Even a tiny amount of soybeans in an edible bean sample can make the beans undeliverable.
“Even having half a percent volunteering in your pinto bean field, you could get rejected at the elevator,” Lange told the recent Manitoba Special Crops Symposium.
That’s because soybeans are considered a food allergen in the edible bean business. There is almost no tolerance for them.
Soybeans and edible beans have been butting heads in Manitoba’s Red River Valley for years, with many traditional edible bean growers trying soybeans or putting soybeans into their rotations.
Edibles have been a significant crop for decades, but soybeans are a phenomenon of the past decade, going from near-zero acres to probably more than one million this year.

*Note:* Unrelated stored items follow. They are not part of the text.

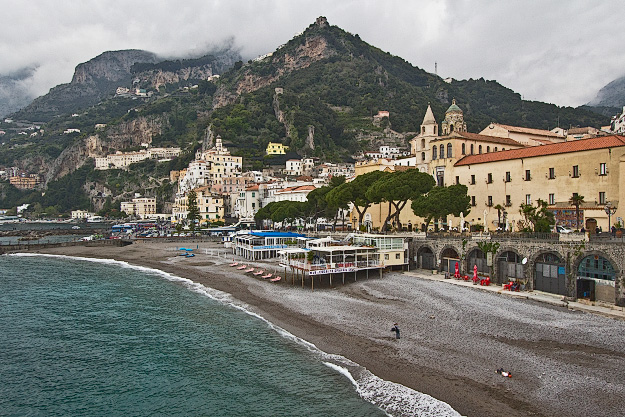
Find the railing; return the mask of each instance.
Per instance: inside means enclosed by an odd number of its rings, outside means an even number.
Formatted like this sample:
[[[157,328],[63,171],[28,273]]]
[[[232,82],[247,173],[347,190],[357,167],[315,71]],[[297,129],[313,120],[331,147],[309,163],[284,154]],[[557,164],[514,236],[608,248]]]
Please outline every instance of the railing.
[[[289,266],[297,269],[304,269],[306,271],[323,271],[327,269],[339,269],[339,268],[350,268],[350,269],[364,269],[364,268],[375,268],[381,267],[379,261],[356,261],[356,262],[335,262],[335,263],[323,263],[323,264],[310,264],[308,262],[300,262],[291,260],[288,263]]]

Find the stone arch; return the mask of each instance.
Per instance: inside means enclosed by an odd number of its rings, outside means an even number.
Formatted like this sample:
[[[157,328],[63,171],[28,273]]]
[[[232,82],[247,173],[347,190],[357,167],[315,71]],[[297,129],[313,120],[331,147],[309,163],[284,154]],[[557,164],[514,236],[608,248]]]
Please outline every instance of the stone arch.
[[[464,271],[473,273],[473,266],[477,265],[477,271],[488,274],[489,268],[486,265],[486,254],[477,246],[473,245],[467,248],[467,256],[465,259]]]
[[[612,272],[610,273],[609,270],[601,270],[597,271],[601,272],[598,277],[588,275],[580,276],[580,267],[582,267],[582,264],[589,258],[597,263],[603,258],[609,263]],[[612,256],[601,250],[590,250],[575,258],[571,263],[571,272],[575,277],[576,297],[587,298],[591,301],[602,301],[614,304],[622,303],[622,299],[619,297],[622,270],[618,265],[618,262],[616,262]],[[610,283],[612,281],[611,279],[603,279],[602,275],[608,274],[613,275],[614,286]]]
[[[515,247],[500,247],[493,256],[493,275],[491,280],[499,284],[507,282],[509,279],[526,281],[529,276],[529,262],[523,265],[522,260],[525,255],[521,254]]]
[[[436,269],[436,251],[432,246],[423,244],[416,249],[415,253],[417,256],[417,268]]]
[[[458,262],[458,266],[462,270],[462,265],[460,264],[460,252],[458,251],[458,248],[456,248],[454,245],[445,245],[443,249],[441,249],[438,255],[438,259],[441,260],[441,268],[443,271],[453,273],[455,269],[455,262]]]
[[[543,264],[543,270],[540,273],[537,271],[537,264]],[[558,250],[540,249],[531,254],[527,262],[528,289],[570,295],[566,275],[563,277],[561,274],[560,267],[562,266],[566,268],[566,256]]]

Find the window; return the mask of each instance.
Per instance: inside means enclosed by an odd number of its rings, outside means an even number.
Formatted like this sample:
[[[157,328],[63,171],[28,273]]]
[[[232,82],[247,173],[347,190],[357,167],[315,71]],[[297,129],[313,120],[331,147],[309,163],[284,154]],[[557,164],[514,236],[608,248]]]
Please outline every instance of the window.
[[[480,145],[477,149],[478,149],[478,153],[482,153],[482,145]]]
[[[456,185],[460,184],[460,177],[456,175]]]
[[[464,143],[462,144],[462,154],[466,155],[466,150],[467,150],[467,145],[465,145]]]
[[[471,175],[471,184],[475,185],[475,175]]]
[[[438,153],[439,157],[445,158],[445,145],[441,144],[440,152]]]
[[[497,152],[497,147],[495,146],[495,152]]]
[[[531,194],[525,194],[525,204],[532,204],[532,195]]]
[[[512,205],[512,198],[509,195],[506,195],[506,207],[510,207]]]
[[[252,198],[256,197],[256,193],[252,192]]]
[[[401,259],[401,254],[396,253],[396,254],[395,254],[395,259]]]
[[[252,203],[252,208],[256,208],[256,203]]]
[[[506,182],[510,182],[512,180],[512,176],[510,175],[510,171],[506,171]]]
[[[605,191],[599,191],[599,204],[605,204]]]
[[[549,168],[549,179],[552,180],[556,177],[556,169],[555,168]]]
[[[388,261],[388,253],[385,253],[385,254],[384,254],[384,260],[385,260],[385,261]]]
[[[421,149],[425,148],[425,139],[421,139]]]
[[[608,167],[605,162],[599,164],[599,175],[608,175]]]
[[[425,152],[421,152],[421,162],[425,162]]]
[[[490,146],[487,146],[486,147],[486,153],[489,153],[489,152],[490,152]]]
[[[556,195],[555,194],[549,194],[549,204],[556,204]]]
[[[473,155],[473,144],[471,144],[471,155]]]
[[[532,173],[529,169],[525,170],[525,181],[530,181],[532,179]]]
[[[486,183],[487,184],[493,183],[493,174],[491,172],[489,172],[488,175],[486,176]]]
[[[475,207],[475,196],[474,195],[471,196],[471,205],[473,207]]]
[[[437,148],[436,146],[434,146],[434,147],[432,148],[432,159],[438,159],[438,157],[437,157],[437,151],[438,151],[438,148]]]
[[[425,134],[425,126],[421,126],[421,133]]]
[[[579,165],[573,165],[573,178],[579,178]]]
[[[493,196],[489,195],[488,196],[488,201],[486,203],[488,205],[488,207],[492,207],[493,206]]]

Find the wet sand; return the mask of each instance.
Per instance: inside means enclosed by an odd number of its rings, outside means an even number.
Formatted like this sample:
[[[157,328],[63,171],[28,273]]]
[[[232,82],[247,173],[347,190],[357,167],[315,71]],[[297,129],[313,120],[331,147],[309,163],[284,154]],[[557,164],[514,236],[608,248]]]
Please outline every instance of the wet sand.
[[[625,415],[625,323],[445,285],[401,272],[315,291],[244,274],[176,243],[64,247],[45,253],[108,258],[189,278],[321,350],[450,404],[467,416]],[[195,243],[193,244],[195,246]],[[44,252],[44,251],[41,251]],[[262,264],[258,263],[258,266]],[[394,322],[400,340],[390,331]],[[495,370],[512,372],[504,378]]]

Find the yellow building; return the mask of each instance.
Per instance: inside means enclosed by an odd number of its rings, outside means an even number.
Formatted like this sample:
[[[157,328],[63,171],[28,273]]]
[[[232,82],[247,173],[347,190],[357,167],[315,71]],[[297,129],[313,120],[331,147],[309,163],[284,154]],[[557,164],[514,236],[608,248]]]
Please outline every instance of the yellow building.
[[[210,186],[198,187],[193,191],[196,193],[197,207],[200,212],[200,225],[207,225],[224,218],[224,197],[213,194]],[[176,196],[176,201],[172,208],[172,218],[174,222],[180,222],[187,218],[188,195]]]
[[[521,203],[535,205],[538,199],[548,203],[557,224],[572,229],[599,226],[607,231],[609,221],[614,225],[625,216],[625,209],[619,207],[620,201],[625,202],[621,197],[625,188],[619,186],[625,183],[623,136],[468,155],[453,169],[471,196],[471,213],[465,220],[488,230],[496,229],[500,221],[509,230],[518,229]],[[580,206],[579,227],[575,207],[569,203],[574,193],[585,201]],[[608,203],[616,207],[611,219],[604,210]],[[506,212],[500,210],[499,217],[497,205]]]
[[[145,219],[150,214],[156,214],[156,198],[141,197],[133,198],[132,201],[122,201],[120,209],[128,215]]]
[[[281,143],[269,142],[267,144],[267,155],[284,155],[287,149],[289,149],[289,147]]]

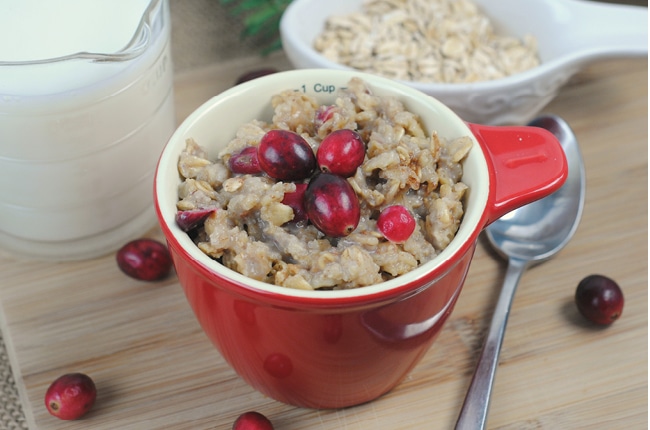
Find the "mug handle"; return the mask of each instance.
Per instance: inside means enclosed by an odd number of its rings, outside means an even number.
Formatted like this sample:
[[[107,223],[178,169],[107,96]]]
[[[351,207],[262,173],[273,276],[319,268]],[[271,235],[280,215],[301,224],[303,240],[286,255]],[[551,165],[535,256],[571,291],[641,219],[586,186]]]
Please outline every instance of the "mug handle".
[[[550,131],[531,126],[467,125],[488,163],[490,198],[486,226],[553,193],[566,180],[566,156]]]

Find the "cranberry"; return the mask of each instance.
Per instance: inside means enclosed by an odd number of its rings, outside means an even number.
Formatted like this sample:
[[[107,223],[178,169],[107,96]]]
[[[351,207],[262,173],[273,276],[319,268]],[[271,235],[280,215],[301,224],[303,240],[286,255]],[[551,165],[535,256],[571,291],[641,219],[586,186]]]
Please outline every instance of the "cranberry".
[[[58,377],[45,392],[48,412],[62,420],[76,420],[95,404],[97,389],[93,380],[83,373]]]
[[[354,130],[342,129],[328,134],[316,153],[318,166],[323,172],[343,177],[354,175],[366,156],[366,145]]]
[[[260,162],[257,159],[257,148],[248,146],[228,160],[228,167],[233,173],[256,175],[262,173]]]
[[[185,232],[194,230],[203,224],[203,221],[205,221],[216,210],[216,208],[206,208],[178,211],[176,212],[176,224],[178,224],[181,230]]]
[[[136,239],[117,251],[117,265],[132,278],[157,281],[169,274],[172,258],[165,245],[153,239]]]
[[[335,107],[336,106],[322,105],[316,109],[316,114],[314,115],[314,125],[316,126],[316,129],[320,128],[320,126],[332,118]]]
[[[613,323],[623,313],[621,288],[603,275],[590,275],[580,281],[575,302],[585,318],[600,325]]]
[[[273,424],[259,412],[241,414],[232,425],[232,430],[273,430]]]
[[[297,133],[270,130],[260,141],[257,157],[262,170],[280,181],[295,181],[311,176],[316,156],[311,146]]]
[[[240,75],[237,80],[235,81],[235,85],[239,85],[244,82],[252,81],[253,79],[261,78],[262,76],[266,75],[272,75],[273,73],[277,73],[278,71],[274,69],[273,67],[267,67],[267,68],[261,68],[261,69],[256,69],[256,70],[251,70],[250,72],[246,72],[242,75]]]
[[[291,206],[293,209],[293,219],[292,223],[299,223],[307,221],[309,217],[307,216],[307,211],[305,211],[305,191],[307,190],[307,184],[299,183],[296,184],[296,191],[290,193],[284,193],[284,198],[282,203]]]
[[[377,228],[391,242],[406,242],[415,230],[415,218],[404,206],[388,206],[379,214]]]
[[[345,178],[320,173],[305,191],[305,210],[309,220],[324,234],[342,237],[359,224],[359,199]]]

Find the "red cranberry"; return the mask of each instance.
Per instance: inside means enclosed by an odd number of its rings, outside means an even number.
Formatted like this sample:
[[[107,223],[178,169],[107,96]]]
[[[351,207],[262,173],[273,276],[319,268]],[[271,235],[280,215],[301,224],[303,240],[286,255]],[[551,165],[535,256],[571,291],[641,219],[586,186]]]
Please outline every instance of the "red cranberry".
[[[256,175],[262,173],[260,162],[257,159],[257,148],[249,146],[237,154],[233,154],[228,160],[228,167],[233,173]]]
[[[316,169],[316,156],[311,146],[297,133],[270,130],[257,149],[262,170],[280,181],[296,181],[311,176]]]
[[[603,275],[590,275],[578,284],[575,302],[589,321],[609,325],[623,313],[623,292],[616,282]]]
[[[379,214],[377,228],[391,242],[406,242],[415,230],[415,218],[404,206],[388,206]]]
[[[259,412],[241,414],[232,425],[232,430],[273,430],[273,424]]]
[[[293,219],[290,221],[292,223],[299,223],[309,219],[304,204],[306,190],[307,184],[299,183],[296,184],[296,191],[284,193],[282,203],[291,206],[291,209],[293,209]]]
[[[278,71],[274,69],[273,67],[267,67],[267,68],[262,68],[262,69],[256,69],[256,70],[251,70],[250,72],[246,72],[242,75],[240,75],[237,80],[235,81],[235,85],[239,85],[244,82],[252,81],[253,79],[261,78],[262,76],[266,75],[272,75],[273,73],[277,73]]]
[[[141,281],[157,281],[169,274],[172,258],[165,245],[153,239],[133,240],[117,251],[118,267]]]
[[[354,130],[342,129],[328,134],[316,153],[318,166],[323,172],[343,177],[354,175],[366,156],[366,145]]]
[[[198,226],[202,225],[203,222],[216,210],[216,208],[207,208],[178,211],[176,212],[176,224],[178,224],[181,230],[185,232],[194,230]]]
[[[305,210],[316,228],[331,237],[352,233],[361,215],[352,186],[345,178],[331,173],[321,173],[309,182]]]
[[[76,420],[95,404],[97,389],[93,380],[83,373],[58,377],[45,392],[45,407],[62,420]]]
[[[314,115],[314,125],[316,126],[316,129],[320,128],[332,118],[335,107],[336,106],[322,105],[316,109],[316,114]]]

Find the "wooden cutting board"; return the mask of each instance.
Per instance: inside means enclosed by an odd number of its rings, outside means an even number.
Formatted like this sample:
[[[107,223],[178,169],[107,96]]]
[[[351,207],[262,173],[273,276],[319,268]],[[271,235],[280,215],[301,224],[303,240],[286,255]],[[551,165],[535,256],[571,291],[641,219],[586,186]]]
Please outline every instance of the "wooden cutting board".
[[[274,56],[177,76],[179,120],[246,70],[289,68]],[[581,144],[587,199],[576,236],[520,284],[497,372],[491,429],[646,429],[647,59],[595,64],[545,109]],[[160,238],[154,229],[149,236]],[[226,365],[202,333],[176,279],[124,276],[114,256],[41,263],[0,256],[1,328],[33,429],[229,429],[247,411],[287,429],[451,429],[469,384],[505,264],[479,244],[456,309],[422,362],[384,397],[344,410],[265,398]],[[622,318],[594,328],[573,294],[591,273],[617,280]],[[60,374],[85,372],[99,395],[75,422],[43,405]]]

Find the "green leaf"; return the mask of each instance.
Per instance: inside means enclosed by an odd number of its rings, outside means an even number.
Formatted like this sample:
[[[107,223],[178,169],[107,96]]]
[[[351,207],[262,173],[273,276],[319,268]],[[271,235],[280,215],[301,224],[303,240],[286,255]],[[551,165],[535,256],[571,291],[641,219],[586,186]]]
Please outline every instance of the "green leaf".
[[[276,12],[273,9],[261,9],[244,18],[245,32],[251,35],[257,34],[264,28],[273,28]]]
[[[259,0],[242,0],[234,9],[233,13],[241,14],[244,12],[249,12],[255,9],[273,9],[273,5],[265,2],[260,4]]]
[[[291,0],[220,0],[231,7],[230,13],[242,16],[244,29],[241,38],[257,37],[267,39],[268,46],[263,54],[280,49],[280,19]]]

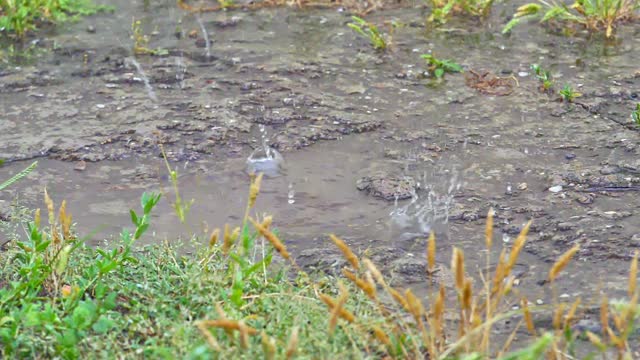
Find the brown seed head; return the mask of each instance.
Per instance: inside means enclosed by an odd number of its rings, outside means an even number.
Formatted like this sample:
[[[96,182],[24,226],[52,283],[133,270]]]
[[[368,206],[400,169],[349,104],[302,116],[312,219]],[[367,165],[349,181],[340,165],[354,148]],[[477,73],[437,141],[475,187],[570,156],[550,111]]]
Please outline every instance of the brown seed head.
[[[379,326],[373,326],[373,334],[375,335],[376,339],[378,339],[378,341],[386,346],[391,346],[391,339],[389,339],[389,336],[387,336],[387,334]]]
[[[342,274],[356,286],[362,290],[371,300],[376,299],[376,287],[373,281],[368,281],[357,277],[354,273],[347,269],[342,269]]]
[[[464,280],[464,287],[462,289],[462,307],[465,310],[471,310],[471,300],[473,299],[473,287],[471,279],[466,278]]]
[[[343,310],[343,306],[347,303],[347,299],[349,298],[349,291],[342,282],[338,282],[338,287],[340,288],[340,296],[338,297],[336,306],[331,309],[331,317],[329,318],[329,335],[333,334],[333,331],[338,325],[340,312]]]
[[[527,234],[529,233],[529,228],[531,227],[531,220],[527,222],[527,224],[522,228],[520,234],[513,242],[513,247],[511,248],[511,253],[509,254],[509,262],[507,262],[507,266],[505,268],[505,276],[508,276],[511,273],[511,269],[518,261],[518,256],[520,256],[520,252],[524,248],[524,243],[527,241]]]
[[[274,233],[262,227],[262,225],[258,224],[252,218],[249,218],[249,221],[251,222],[251,224],[253,224],[256,230],[258,230],[260,235],[264,236],[264,238],[271,243],[271,245],[276,249],[276,251],[280,254],[280,256],[282,256],[286,260],[291,259],[291,255],[287,251],[287,247],[284,246],[284,244],[280,241],[280,239],[278,239],[278,237]]]
[[[493,244],[493,208],[489,209],[487,213],[487,225],[484,229],[484,241],[487,245],[487,249],[491,249],[491,245]]]
[[[549,271],[549,281],[553,282],[558,277],[562,269],[569,264],[569,261],[571,261],[571,258],[578,252],[578,250],[580,250],[580,245],[576,244],[558,258]]]
[[[47,205],[47,213],[49,214],[49,225],[53,226],[55,223],[55,214],[54,214],[54,206],[53,200],[49,197],[49,193],[47,192],[47,188],[44,188],[44,203]]]
[[[264,331],[262,336],[262,352],[266,360],[273,360],[276,357],[276,341],[269,337]]]
[[[351,251],[349,245],[347,245],[344,241],[342,241],[342,239],[333,234],[330,234],[329,237],[331,238],[331,241],[336,244],[338,249],[340,249],[342,255],[345,259],[347,259],[349,264],[351,264],[351,266],[356,270],[360,269],[360,262],[358,261],[358,257],[353,253],[353,251]]]
[[[451,271],[456,277],[456,288],[462,290],[464,287],[464,254],[457,247],[453,248],[453,256],[451,257]]]
[[[427,272],[433,273],[436,266],[436,234],[432,231],[427,241]]]
[[[209,247],[214,247],[218,243],[218,236],[220,235],[220,229],[215,229],[209,236]]]
[[[36,212],[33,215],[33,222],[36,224],[36,229],[40,229],[40,208],[36,209]]]
[[[529,301],[526,298],[522,298],[520,301],[522,304],[522,311],[524,314],[524,323],[527,326],[527,330],[531,333],[531,335],[536,335],[536,327],[533,325],[533,318],[531,317],[531,311],[529,311]]]
[[[333,310],[337,306],[337,302],[328,295],[319,293],[318,297],[320,297],[320,300],[322,300],[322,302],[327,305],[329,310]],[[340,309],[339,315],[343,320],[346,320],[348,322],[354,322],[356,320],[355,315],[344,308]]]
[[[291,336],[289,337],[289,342],[287,343],[287,351],[285,352],[285,356],[287,359],[291,359],[298,350],[298,327],[294,326],[291,331]]]
[[[249,204],[248,207],[252,208],[256,204],[256,199],[260,193],[260,185],[262,184],[262,173],[258,174],[251,180],[251,186],[249,187]]]
[[[633,260],[631,260],[631,268],[629,269],[629,297],[633,298],[636,296],[636,288],[638,286],[638,250],[636,250],[633,255]]]

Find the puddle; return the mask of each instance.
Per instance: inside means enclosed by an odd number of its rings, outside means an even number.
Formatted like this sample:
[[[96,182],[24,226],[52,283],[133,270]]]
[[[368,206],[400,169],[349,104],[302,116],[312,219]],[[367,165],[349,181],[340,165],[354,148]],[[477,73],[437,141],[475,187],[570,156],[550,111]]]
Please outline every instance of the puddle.
[[[49,54],[2,65],[0,158],[7,164],[0,179],[32,159],[40,163],[0,194],[0,209],[18,194],[40,206],[46,186],[56,201],[68,201],[78,230],[94,232],[95,244],[129,226],[128,209],[139,207],[143,191],[161,190],[144,241],[176,241],[237,223],[247,172],[259,170],[268,176],[256,211],[274,215],[306,264],[335,254],[326,234],[336,233],[383,263],[411,268],[434,230],[441,264],[457,246],[476,271],[484,267],[484,217],[493,207],[496,243],[509,245],[534,220],[520,265],[530,299],[548,301],[536,284],[576,243],[581,250],[567,271],[574,275],[558,292],[573,298],[626,288],[640,246],[640,149],[630,119],[640,93],[640,38],[633,29],[619,29],[622,41],[612,45],[558,37],[536,24],[503,37],[495,11],[471,32],[455,22],[427,35],[419,26],[399,28],[393,50],[382,55],[335,10],[195,17],[172,2],[147,10],[113,5],[115,14],[43,39],[42,46],[56,44]],[[132,14],[151,35],[149,46],[167,55],[133,56]],[[390,19],[423,21],[414,9],[370,18]],[[88,24],[96,33],[85,31]],[[519,86],[488,96],[459,74],[429,84],[419,57],[427,52],[466,69],[513,74]],[[565,105],[540,93],[532,63],[550,69],[558,89],[570,83],[583,96]],[[186,225],[168,201],[158,143],[178,168],[183,199],[195,200]],[[392,189],[390,200],[358,190],[365,177],[387,186],[382,197]],[[414,273],[396,275],[420,291]]]

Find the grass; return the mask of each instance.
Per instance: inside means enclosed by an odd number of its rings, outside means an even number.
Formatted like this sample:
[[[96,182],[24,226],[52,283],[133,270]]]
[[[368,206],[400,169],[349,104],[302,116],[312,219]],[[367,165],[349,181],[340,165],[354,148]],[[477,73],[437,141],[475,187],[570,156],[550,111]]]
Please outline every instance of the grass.
[[[558,93],[562,100],[567,103],[572,103],[577,97],[582,96],[581,93],[575,91],[569,84],[566,84]]]
[[[635,110],[631,112],[631,120],[633,120],[636,125],[640,125],[640,103],[636,104]]]
[[[351,17],[352,22],[347,24],[353,31],[369,40],[371,46],[376,50],[385,50],[387,48],[388,36],[383,35],[378,27],[357,16]]]
[[[420,57],[427,63],[429,73],[438,80],[442,79],[445,73],[462,72],[462,66],[453,60],[438,59],[433,54],[423,54]]]
[[[44,23],[75,20],[110,9],[91,0],[0,0],[0,32],[23,37]]]
[[[527,299],[512,309],[512,269],[526,243],[528,223],[503,249],[498,265],[475,275],[454,248],[453,297],[444,284],[428,299],[390,285],[369,259],[335,235],[348,266],[339,278],[309,275],[272,229],[272,218],[249,216],[262,176],[251,180],[241,226],[176,244],[136,246],[152,225],[160,195],[143,194],[131,211],[133,230],[109,248],[91,247],[73,231],[63,201],[56,209],[45,191],[47,224],[36,210],[22,239],[0,252],[0,357],[3,358],[320,358],[320,359],[550,359],[575,358],[578,336],[571,324],[580,302],[554,298],[554,325],[536,329]],[[484,234],[493,248],[493,212]],[[436,238],[427,241],[425,281],[435,272]],[[554,283],[579,247],[549,271]],[[275,256],[281,259],[274,263]],[[628,356],[637,325],[638,255],[630,266],[628,300],[602,301],[605,336],[582,334],[594,354]],[[480,281],[473,280],[478,278]],[[553,292],[555,293],[555,292]],[[458,320],[447,321],[448,314]],[[492,328],[519,318],[511,336],[497,343]],[[609,321],[609,320],[613,321]],[[531,345],[510,352],[516,331]],[[584,345],[584,343],[581,343]]]
[[[539,19],[541,23],[559,23],[568,32],[582,27],[611,38],[617,25],[638,18],[639,9],[639,0],[576,0],[570,6],[556,0],[538,0],[520,6],[502,32],[511,31],[523,20]]]

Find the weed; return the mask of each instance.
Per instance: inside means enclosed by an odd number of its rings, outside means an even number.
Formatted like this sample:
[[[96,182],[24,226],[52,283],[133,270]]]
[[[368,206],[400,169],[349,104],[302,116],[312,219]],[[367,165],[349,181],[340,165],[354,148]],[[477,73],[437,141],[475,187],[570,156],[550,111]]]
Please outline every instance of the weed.
[[[173,203],[173,210],[180,219],[180,222],[186,224],[187,215],[189,214],[189,210],[191,210],[191,205],[193,205],[194,199],[191,201],[184,202],[182,197],[180,196],[180,189],[178,186],[178,170],[172,169],[169,165],[169,160],[167,159],[167,154],[164,152],[164,147],[160,145],[160,151],[162,152],[162,158],[164,159],[164,164],[167,167],[167,171],[169,172],[169,179],[171,180],[171,185],[173,186],[173,191],[175,193],[175,201]]]
[[[0,0],[0,32],[23,37],[42,23],[75,20],[81,15],[111,10],[91,0]]]
[[[436,78],[442,79],[445,73],[457,73],[462,71],[462,66],[453,60],[438,59],[432,54],[420,56],[427,62],[429,72]]]
[[[636,109],[631,112],[631,119],[636,125],[640,125],[640,103],[636,104]]]
[[[431,15],[428,22],[446,23],[455,14],[485,18],[495,0],[431,0]]]
[[[72,233],[71,214],[62,202],[56,218],[53,200],[45,190],[49,226],[40,226],[40,211],[27,224],[27,239],[2,254],[11,259],[0,287],[1,355],[78,358],[79,344],[89,333],[103,335],[114,327],[108,313],[116,307],[117,293],[105,278],[135,262],[133,243],[149,227],[150,213],[160,195],[143,194],[143,213],[131,210],[135,231],[123,230],[121,246],[111,251],[85,248]],[[76,253],[89,257],[85,266],[74,267]],[[6,266],[5,266],[6,267]]]
[[[558,93],[560,94],[562,100],[568,103],[572,103],[575,98],[582,96],[582,94],[573,90],[573,88],[569,84],[565,85]]]
[[[169,53],[166,49],[149,47],[149,36],[142,29],[142,21],[135,18],[131,21],[131,39],[135,55],[166,55]]]
[[[347,26],[369,39],[369,43],[374,49],[385,50],[387,48],[387,40],[385,40],[385,36],[380,33],[377,26],[357,16],[352,16],[351,19],[353,22],[347,24]]]
[[[502,32],[511,31],[522,20],[540,19],[542,23],[558,21],[565,28],[578,25],[589,32],[604,31],[610,38],[616,25],[637,17],[639,8],[638,0],[575,0],[571,6],[556,0],[538,0],[520,6]]]
[[[2,166],[3,163],[4,161],[0,160],[0,166]],[[9,180],[6,180],[5,182],[0,183],[0,191],[8,188],[9,186],[15,184],[16,182],[20,181],[21,179],[29,175],[29,173],[32,172],[33,169],[36,168],[36,166],[38,166],[38,162],[34,161],[33,163],[31,163],[31,165],[27,166],[24,170],[12,176]]]
[[[553,87],[553,80],[551,78],[551,72],[543,69],[538,64],[531,65],[531,70],[535,74],[536,78],[540,81],[540,91],[546,92]]]

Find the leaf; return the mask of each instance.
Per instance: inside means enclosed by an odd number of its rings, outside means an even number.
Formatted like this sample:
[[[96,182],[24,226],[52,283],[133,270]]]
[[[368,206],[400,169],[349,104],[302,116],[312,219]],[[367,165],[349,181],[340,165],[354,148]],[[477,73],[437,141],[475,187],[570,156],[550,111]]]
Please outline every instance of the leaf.
[[[97,332],[98,334],[104,334],[109,330],[111,330],[114,325],[115,325],[115,322],[113,320],[102,315],[98,318],[98,321],[96,321],[96,323],[93,324],[91,328],[93,329],[93,331]]]
[[[106,310],[115,309],[116,306],[118,306],[118,303],[116,302],[116,298],[117,297],[118,297],[118,293],[116,293],[116,292],[109,293],[109,295],[107,295],[107,297],[104,298],[104,300],[102,301],[102,306]]]
[[[131,209],[129,210],[129,213],[131,214],[131,222],[133,223],[133,225],[138,225],[138,215],[136,214],[136,212]]]
[[[95,313],[95,306],[92,309],[92,307],[87,304],[87,302],[80,303],[71,314],[71,325],[73,325],[75,329],[84,330],[91,325],[91,320]]]
[[[435,77],[437,79],[440,79],[442,76],[444,76],[444,69],[443,68],[437,68],[434,72],[433,75],[435,75]]]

Edibles will probably have less than 100,000 acres in Manitoba this spring.
Lange said soybeans tend to have a .5 to three percent volunteer rate if they are grown on a field two years previously. They can’t always be cleaned out by a colour sorter, especially if they have matured by the time they are harvested.
Lange said he would even be hesitant to put edibles on a field used for soybean production three years previously. It’s best to dedicate fields to one or the other and stick with that, he added.
“If you have a field that’s suitable for edible beans and you have fields on your farm that are suitable for soybeans, neither the two shall mix.”
Edibles do best on well-drained, sandy soil, so those fields make most sense for that crop. Soybeans can handle wetter soil better, so those types of fields work well for that crop.
Lange encouraged farmers to keep careful track of their fields’ production history because it can be hard to keep track of what has been grown on each field, especially if farmers have had to reseed acres because of weather problems.
“Unfortunately, sometimes growers forget what they had two years ago,” said Lange.